Quelques jours plus tôt, le vendredi 11 mars, alors que la soirée était annoncée mais pas le fait que quatre candidatEs seraient recalés, le directeur du service politique de TF1/LCI a en effet pris contact avec nous, par SMS, probablement pour préparer le terrain. Nous étions sur la route de Montpellier où un meeting était organisé le soir, toujours un peu euphoriques après l’obtention des 500 parrainages et plusieurs initiatives publiques réussies dans la semaine :
« Bonjour, je suis Adrien Gindre, chef du service politique TF1/LCI. Je vous écris à propos de l’accès de Philippe Poutou à l’antenne de TF1. Nous traiterons bien sûr de sa campagne dans nos reportages ces prochains jours et prochaines semaines, dans le respect des règles de l’équité fixées par l’Arcom. Par ailleurs, vous serez les bienvenus sur le plateau du 20 h de TF1 dans la période d’égalité. Nous recevrons les candidats entre le dimanche 3 avril et le vendredi 8 avril. N’hésitez pas à me dire si vous avez des indisponibilités sur cette période. Bien à vous. »
Saisissant la balle au bond et comprenant qu’il y avait anguille sous roche, nous en avons profité pour aller à la pêche aux informations quant à ce mystérieux plateau du 14 mars, à propos duquel une rumeur courait : seulement 11 candidatEs seraient invités. Et bien évidemment nous nous disions que l’exclu, c’était nous, et que le gentil monsieur de TF1 venait, avant que nous n’apprenions la mauvaise nouvelle dans la presse, nous rassurer en nous disant qu’il ne faudrait pas mal le prendre car il y aurait d’autres occasions, promis. D’où notre message :
« Bonjour, et merci pour les informations. Nous sommes à coup sûr indisponibles le 5 et le 7. Et certains d’être disponibles le 3 et très probablement le 4. J’en profite pour vous demander ce qu’il en est du lundi 14 mars, nous avons lu des choses diverses dans la presse quant à une initiative de TF1 avec 11 candidats, mais n’avons pas été contactés à ce propos. Pouvez-vous nous éclairer ? Merci à vous. »
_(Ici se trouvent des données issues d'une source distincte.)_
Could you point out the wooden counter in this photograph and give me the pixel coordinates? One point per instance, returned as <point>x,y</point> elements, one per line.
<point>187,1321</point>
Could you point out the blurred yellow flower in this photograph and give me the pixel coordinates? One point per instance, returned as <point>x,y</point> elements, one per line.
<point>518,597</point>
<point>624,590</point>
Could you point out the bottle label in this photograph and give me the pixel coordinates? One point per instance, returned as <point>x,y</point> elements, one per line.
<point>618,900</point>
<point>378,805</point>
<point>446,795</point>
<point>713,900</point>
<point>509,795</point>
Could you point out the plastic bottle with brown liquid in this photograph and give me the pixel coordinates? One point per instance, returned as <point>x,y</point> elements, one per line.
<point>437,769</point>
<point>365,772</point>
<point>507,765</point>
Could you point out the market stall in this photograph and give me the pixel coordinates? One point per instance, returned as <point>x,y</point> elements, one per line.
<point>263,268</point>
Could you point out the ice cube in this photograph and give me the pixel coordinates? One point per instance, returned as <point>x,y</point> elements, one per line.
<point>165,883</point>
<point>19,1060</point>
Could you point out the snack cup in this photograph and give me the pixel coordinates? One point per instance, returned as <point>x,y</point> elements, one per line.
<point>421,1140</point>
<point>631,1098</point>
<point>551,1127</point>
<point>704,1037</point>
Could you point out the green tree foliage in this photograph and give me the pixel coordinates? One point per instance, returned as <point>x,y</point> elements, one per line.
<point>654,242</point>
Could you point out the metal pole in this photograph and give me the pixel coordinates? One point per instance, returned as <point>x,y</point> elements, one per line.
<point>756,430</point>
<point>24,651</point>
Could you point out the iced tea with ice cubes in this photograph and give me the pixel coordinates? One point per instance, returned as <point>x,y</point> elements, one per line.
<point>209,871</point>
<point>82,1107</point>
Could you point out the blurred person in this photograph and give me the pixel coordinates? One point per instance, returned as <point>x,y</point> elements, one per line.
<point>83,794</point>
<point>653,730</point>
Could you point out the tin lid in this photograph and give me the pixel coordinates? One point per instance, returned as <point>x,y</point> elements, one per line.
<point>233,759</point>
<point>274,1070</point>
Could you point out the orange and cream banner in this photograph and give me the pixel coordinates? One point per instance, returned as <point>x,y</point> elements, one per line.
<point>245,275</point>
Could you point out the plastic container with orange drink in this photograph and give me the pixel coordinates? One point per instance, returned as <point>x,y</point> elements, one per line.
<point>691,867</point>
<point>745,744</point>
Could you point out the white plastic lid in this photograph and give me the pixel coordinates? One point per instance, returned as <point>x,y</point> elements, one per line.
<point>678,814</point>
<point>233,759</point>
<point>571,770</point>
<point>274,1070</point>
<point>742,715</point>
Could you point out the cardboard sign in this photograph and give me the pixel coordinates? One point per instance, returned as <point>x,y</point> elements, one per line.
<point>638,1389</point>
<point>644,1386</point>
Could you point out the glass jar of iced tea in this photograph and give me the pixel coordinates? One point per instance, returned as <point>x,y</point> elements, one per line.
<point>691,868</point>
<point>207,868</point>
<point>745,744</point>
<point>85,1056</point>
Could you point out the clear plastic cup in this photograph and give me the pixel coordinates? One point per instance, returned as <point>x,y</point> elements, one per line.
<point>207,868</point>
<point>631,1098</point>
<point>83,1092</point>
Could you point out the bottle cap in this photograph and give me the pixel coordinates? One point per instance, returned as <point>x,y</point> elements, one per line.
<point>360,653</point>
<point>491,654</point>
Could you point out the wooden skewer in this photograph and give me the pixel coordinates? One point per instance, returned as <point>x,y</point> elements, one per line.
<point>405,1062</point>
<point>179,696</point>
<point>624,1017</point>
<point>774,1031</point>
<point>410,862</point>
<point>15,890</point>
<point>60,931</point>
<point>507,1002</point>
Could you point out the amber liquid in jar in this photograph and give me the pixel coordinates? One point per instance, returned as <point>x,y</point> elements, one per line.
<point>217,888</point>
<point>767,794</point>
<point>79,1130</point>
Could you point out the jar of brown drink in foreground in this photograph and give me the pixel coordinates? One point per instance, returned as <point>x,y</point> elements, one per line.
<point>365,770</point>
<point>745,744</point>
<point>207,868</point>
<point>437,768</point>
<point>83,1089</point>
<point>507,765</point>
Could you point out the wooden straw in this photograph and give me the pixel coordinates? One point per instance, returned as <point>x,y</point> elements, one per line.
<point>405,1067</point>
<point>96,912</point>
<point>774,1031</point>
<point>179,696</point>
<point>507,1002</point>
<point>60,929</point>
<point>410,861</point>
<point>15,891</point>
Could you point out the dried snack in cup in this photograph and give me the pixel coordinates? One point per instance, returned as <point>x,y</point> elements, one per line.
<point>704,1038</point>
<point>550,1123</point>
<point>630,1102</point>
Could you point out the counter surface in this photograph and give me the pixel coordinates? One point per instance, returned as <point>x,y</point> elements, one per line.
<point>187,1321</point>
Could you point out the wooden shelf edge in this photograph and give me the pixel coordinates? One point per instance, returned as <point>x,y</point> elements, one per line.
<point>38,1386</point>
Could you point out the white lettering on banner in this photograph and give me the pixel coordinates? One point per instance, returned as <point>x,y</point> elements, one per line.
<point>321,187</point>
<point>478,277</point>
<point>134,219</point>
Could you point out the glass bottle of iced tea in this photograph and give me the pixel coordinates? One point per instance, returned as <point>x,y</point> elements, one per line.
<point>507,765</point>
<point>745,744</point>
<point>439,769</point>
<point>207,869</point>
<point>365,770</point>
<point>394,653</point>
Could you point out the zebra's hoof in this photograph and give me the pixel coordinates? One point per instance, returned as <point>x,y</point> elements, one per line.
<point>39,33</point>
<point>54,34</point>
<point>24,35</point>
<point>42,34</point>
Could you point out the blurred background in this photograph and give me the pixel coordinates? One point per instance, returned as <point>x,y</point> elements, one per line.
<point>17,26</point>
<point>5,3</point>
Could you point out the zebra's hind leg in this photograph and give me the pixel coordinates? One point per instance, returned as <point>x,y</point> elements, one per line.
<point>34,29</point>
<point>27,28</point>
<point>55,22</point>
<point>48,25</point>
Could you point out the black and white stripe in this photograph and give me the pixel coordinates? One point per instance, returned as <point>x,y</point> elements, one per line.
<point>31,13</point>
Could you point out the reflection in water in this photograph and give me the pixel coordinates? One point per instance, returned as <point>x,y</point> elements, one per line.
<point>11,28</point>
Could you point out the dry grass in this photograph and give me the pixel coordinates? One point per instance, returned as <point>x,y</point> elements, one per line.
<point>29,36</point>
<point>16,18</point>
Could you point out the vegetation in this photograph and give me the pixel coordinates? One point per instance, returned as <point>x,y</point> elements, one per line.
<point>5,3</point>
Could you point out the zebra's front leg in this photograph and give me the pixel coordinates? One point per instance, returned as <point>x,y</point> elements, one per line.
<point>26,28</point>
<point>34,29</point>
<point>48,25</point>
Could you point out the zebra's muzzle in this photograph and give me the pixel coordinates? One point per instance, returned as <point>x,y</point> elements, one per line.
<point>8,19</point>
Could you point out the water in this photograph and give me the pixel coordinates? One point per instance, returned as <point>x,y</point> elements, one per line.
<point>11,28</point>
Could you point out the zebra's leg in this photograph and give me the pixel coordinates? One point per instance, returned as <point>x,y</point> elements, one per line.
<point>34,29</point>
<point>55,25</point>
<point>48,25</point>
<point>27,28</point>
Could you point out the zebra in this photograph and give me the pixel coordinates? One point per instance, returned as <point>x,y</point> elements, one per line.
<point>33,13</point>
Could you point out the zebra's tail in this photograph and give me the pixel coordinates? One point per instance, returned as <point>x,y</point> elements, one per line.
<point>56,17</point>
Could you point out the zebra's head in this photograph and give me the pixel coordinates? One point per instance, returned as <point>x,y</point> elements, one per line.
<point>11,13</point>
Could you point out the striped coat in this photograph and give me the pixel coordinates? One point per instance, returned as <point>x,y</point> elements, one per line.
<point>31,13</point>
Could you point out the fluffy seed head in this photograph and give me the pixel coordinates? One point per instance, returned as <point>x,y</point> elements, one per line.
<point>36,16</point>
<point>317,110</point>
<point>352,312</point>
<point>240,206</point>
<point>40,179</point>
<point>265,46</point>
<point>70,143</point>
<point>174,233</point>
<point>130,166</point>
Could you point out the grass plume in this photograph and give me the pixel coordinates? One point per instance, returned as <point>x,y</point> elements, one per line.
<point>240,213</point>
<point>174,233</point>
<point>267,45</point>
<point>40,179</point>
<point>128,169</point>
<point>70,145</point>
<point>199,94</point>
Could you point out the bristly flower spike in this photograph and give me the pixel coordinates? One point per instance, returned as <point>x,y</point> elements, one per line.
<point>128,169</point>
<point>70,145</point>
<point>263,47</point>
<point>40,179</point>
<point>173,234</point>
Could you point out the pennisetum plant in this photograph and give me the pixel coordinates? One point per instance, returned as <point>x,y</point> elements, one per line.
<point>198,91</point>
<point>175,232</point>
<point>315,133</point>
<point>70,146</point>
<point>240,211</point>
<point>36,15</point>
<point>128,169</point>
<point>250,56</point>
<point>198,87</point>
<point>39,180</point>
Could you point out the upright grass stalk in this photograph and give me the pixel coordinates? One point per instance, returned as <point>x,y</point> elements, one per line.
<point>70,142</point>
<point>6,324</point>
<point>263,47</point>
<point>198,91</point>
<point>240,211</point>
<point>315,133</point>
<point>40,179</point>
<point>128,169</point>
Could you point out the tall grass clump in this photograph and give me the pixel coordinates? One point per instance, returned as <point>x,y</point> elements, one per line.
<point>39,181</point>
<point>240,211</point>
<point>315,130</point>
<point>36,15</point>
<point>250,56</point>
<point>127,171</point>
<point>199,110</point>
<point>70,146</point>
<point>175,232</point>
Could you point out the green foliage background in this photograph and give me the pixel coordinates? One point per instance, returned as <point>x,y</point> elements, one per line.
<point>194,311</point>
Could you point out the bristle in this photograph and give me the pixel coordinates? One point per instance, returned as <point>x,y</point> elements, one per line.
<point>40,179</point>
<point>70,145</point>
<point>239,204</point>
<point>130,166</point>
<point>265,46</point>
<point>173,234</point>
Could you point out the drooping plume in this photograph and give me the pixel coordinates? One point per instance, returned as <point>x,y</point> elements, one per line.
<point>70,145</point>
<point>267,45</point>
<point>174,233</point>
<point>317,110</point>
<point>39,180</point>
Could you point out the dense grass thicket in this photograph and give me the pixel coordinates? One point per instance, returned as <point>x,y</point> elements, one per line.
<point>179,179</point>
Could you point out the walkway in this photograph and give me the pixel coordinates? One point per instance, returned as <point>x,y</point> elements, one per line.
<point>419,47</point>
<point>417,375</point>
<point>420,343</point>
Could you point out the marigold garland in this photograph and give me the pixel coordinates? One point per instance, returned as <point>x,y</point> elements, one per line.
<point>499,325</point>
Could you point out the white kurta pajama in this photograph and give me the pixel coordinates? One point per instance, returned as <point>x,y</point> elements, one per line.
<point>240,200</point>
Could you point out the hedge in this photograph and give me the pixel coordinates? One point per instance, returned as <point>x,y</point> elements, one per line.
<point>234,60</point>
Ce qui a entraîné la réponse suivante :
« Lundi soir il y a une émission avec des candidats qui bénéficient aux yeux de l’Arcom d’un crédit temps de parole plus important. Ils seront 8 à y participer. Pour autant, vous aurez bien sur TF1 un respect absolu des règles de l’équité telles que prévues par l’Arcom. D’où ma précision sur le fait que votre campagne apparaîtra bien dans nos journaux de 20 h. Et dans la période d’égalité une invitation sur le plateau de TF1. »
Message que nous avons reçu comme : désolé les enfants, mais avec votre forfait bloqué, vous n’avez pas assez de « crédit temps de parole » et vous ne pouvez donc pas être invités à notre soirée réservée aux grands. Mais n’ayez aucune inquiétude, vous pourrez passer demain dans la journée et manger les restes, on n’est pas des monstres non plus.
Nous n’avons pas répondu. Enfin, pour être plus exact, nous n’avons pas répondu par SMS, mais par un tweet posté sur le compte de Philippe Poutou une poignée de minutes plus tard :
« Depuis quelques jours on entendait parler d’une soirée électorale sur TF1 le 14 mars "avec 11 candidats".
Scoop (1) : finalement il n’y aura pas 11 mais 8 candidats invités
Scoop (2) : on n’est pas parmi les 8
Le débat démocratique c’est bien, mais c’est pas pour tout le monde. »
C’est d’ailleurs par ce tweet, particulièrement repris avec 35 000 likes et 10 000 retweets, que la nouvelle de l’exclusion de quatre candidatEs par TF1 a été rendue publique, avant même que la chaîne de Martin Bouygues ait eu le temps de faire sa communication.
La rumeur dit que, du côté de TF1, on nous en aurait voulu. Nous, on a trouvé ça plutôt drôle.